What’s this disconnect all about? In my head, I wanted to be something I wasn’t. Why didn’t I take part in the opportunities available?  What got in the way? In this little scenario from my younger self, we can learn a lot about the ADHD traits and how they can trip us up.

Maserati Mind

With ADHD, your mind goes from zero to a thousand in one jump.  How does a shy country girl who moves to the city expect to become a trailblazer overnight? From shy to trailblazer is a massive step and takes time. If you are about to make such leaps, you might want to ask yourself these questions.

“Why do I want this?”

“Who do I need to BE in order to make this leap”?

“What skills do I need to be this?”

“What skills do I have and what are missing?”

“What development layers do I need to work through to go from shy to trailblazer?”

“Who do I need to help me”

“Looking at what I need to do to get from zero to one thousand, do I still want this? Am I prepared to do what needs to be done to get there?”

“What sort of person do I need to be for this job?”

First baby steps, then mastery

Notice how my goal to join the school magazine was blown up to Pulitzer prize-winning proportions.  ADHDers are perfectionists and their ideas are big.  It’s no wonder that a lot of their brilliant ideas are never executed but languish on the pile of tarnished dreams.

It’s helpful to dial things back to the beginning and start with baby steps.

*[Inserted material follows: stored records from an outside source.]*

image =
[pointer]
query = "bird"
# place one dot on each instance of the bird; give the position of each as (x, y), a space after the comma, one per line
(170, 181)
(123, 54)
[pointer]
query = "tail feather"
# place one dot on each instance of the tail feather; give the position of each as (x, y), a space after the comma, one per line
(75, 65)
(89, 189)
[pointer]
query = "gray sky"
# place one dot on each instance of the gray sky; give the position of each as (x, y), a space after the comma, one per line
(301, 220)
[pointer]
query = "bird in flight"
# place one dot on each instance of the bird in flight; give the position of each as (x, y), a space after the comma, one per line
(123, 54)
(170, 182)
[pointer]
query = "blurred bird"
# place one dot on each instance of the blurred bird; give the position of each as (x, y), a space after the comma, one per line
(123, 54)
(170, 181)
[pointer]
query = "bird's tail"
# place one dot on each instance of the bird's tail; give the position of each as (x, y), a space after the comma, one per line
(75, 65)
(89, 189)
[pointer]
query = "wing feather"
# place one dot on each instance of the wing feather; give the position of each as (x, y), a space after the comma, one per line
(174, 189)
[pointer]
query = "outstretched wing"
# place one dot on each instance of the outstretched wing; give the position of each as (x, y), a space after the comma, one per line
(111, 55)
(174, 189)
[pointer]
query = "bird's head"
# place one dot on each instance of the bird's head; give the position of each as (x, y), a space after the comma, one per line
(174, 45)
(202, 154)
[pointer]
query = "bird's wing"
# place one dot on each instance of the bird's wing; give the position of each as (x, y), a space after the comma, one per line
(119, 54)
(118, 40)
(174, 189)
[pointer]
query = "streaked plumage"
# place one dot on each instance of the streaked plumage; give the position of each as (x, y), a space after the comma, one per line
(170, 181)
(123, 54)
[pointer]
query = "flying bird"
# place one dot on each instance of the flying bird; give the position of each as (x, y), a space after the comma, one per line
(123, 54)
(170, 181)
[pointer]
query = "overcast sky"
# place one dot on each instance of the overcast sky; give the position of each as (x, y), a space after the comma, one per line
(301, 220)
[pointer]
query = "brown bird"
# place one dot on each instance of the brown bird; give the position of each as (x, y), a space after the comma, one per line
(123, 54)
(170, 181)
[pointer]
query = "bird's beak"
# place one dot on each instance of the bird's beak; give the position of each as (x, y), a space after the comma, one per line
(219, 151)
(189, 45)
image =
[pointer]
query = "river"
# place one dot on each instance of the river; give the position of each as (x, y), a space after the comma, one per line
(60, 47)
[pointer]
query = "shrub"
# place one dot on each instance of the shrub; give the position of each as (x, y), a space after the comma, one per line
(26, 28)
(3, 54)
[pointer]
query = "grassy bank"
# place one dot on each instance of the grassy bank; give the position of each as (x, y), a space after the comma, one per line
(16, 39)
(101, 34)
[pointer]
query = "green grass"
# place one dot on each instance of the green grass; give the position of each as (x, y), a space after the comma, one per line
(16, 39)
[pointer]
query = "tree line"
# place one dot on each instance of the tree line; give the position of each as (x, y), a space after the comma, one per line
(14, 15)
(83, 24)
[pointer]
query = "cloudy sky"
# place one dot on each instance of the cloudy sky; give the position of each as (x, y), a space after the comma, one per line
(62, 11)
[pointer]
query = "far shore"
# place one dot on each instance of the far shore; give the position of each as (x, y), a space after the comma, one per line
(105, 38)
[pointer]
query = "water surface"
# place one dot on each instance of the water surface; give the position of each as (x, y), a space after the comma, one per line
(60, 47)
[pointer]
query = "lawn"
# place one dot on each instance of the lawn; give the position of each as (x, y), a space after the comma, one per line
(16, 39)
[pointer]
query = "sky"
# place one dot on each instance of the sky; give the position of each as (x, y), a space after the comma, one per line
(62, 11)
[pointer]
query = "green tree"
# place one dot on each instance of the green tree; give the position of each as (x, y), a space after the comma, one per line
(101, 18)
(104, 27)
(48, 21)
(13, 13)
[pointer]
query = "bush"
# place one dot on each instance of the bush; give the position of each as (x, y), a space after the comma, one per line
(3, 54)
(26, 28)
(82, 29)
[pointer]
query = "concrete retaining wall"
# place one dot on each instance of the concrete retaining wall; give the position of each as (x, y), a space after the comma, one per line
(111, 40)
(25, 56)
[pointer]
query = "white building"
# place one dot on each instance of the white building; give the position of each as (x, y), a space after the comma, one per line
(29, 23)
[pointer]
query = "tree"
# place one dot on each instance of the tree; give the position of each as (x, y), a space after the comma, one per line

Yes, you can strive to be a super star, but first start with something doable. In this scenario I could have joined the student paper as a volunteer, learnt how things worked, got comfortable, and then asked to submit an article, and then keep trying until my skills were polished to a level of ‘good enough’.

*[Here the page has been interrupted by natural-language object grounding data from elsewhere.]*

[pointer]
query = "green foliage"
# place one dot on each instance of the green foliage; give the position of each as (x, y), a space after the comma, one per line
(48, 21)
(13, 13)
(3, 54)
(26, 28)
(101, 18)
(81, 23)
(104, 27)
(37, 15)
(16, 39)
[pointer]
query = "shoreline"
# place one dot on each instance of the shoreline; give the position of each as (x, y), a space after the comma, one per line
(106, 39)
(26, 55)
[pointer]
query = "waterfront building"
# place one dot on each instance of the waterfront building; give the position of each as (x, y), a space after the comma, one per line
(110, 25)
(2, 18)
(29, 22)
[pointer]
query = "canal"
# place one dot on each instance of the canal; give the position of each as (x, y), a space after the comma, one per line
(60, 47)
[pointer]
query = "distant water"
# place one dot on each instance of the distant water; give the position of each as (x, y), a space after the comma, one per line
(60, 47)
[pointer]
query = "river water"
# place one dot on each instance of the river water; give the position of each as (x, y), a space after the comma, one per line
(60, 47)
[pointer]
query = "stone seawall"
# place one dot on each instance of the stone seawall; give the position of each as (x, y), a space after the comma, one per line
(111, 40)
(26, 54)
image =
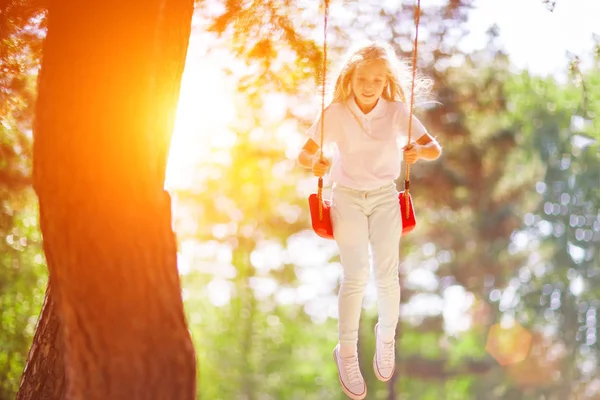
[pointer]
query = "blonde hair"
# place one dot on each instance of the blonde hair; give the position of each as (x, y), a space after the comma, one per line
(399, 74)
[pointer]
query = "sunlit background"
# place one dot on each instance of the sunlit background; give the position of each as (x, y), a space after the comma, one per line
(538, 38)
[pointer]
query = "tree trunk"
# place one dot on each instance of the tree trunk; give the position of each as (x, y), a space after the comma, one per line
(107, 93)
(44, 375)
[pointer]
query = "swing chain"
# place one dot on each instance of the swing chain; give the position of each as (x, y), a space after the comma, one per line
(325, 18)
(417, 16)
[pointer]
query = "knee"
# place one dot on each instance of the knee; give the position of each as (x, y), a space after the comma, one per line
(356, 279)
(387, 281)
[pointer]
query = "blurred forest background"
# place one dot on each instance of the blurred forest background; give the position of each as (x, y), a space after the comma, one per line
(501, 278)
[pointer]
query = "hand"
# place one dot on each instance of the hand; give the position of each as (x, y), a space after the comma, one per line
(320, 167)
(412, 153)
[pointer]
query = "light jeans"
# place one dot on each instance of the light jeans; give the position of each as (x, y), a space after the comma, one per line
(360, 219)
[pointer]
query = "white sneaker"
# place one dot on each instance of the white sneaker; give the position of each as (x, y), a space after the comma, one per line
(384, 362)
(349, 375)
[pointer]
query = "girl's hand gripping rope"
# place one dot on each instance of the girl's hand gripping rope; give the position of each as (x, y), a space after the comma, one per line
(320, 167)
(412, 153)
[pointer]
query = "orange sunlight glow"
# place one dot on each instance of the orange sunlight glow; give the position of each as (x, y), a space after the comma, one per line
(205, 109)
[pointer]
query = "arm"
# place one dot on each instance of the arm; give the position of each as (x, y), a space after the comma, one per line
(426, 146)
(309, 152)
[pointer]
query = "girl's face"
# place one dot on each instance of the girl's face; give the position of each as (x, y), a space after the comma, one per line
(368, 82)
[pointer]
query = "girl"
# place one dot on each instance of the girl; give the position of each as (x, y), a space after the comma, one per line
(365, 122)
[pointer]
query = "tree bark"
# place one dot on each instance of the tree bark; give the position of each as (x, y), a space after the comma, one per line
(107, 94)
(44, 375)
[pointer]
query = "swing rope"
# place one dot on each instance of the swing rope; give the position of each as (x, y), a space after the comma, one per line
(417, 15)
(412, 102)
(325, 18)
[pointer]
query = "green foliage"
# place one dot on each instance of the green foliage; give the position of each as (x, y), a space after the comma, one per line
(22, 266)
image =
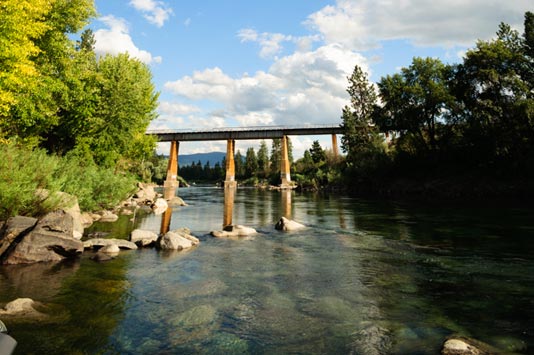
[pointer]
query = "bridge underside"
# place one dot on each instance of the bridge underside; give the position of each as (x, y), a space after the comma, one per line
(231, 135)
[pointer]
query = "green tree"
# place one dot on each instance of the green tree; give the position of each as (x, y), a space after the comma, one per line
(360, 135)
(22, 22)
(126, 107)
(414, 102)
(494, 88)
(317, 153)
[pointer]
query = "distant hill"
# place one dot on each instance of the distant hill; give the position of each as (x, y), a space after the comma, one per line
(212, 157)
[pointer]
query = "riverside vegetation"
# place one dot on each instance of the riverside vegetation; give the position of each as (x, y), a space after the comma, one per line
(74, 122)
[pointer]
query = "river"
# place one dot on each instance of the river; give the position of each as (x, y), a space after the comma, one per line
(365, 276)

If you notice you are not taking action on the goals you’ve set for yourself, (and yet keep talking about) check in to see if you need to first dial the goal back to something doable. Ask yourself: What is the first baby step I need to take? Then ask: Can I do it now? If the answer is no, then it means the task is still too big.

Speed Up by Slowing Down 

ADHDers are fun, exciting people, who tend to have the pedal to the metal most of the time. Slowing things down slightly, taking baby steps at first is a great way of preventing you from stalling, and paradoxically, by slowing down, you will speed up.

One step at a time is better than scary leaps

Time and time again, I have clients who make grand, audacious goals that get the dopamine flowing, only to have a meltdown two days later when overwhelm takes over.  It’s fun to set big goals if they motivate you, but it’s important to have baby steps in place as well, steps that lead you eventually to the bigger goals. You won’t be afraid if your daily steps are doable, give you a sense of achievement and move you forward.

So, if you have decided to make a radical change in your life, or to take on a new skill, or step up into a new role at work, make sure you start small, not scary.

As for that 17-year-old me, I am still an introvert, but I now know how to stop sabotaging my dreams and how to help that inner introvert step confidently into the spotlight.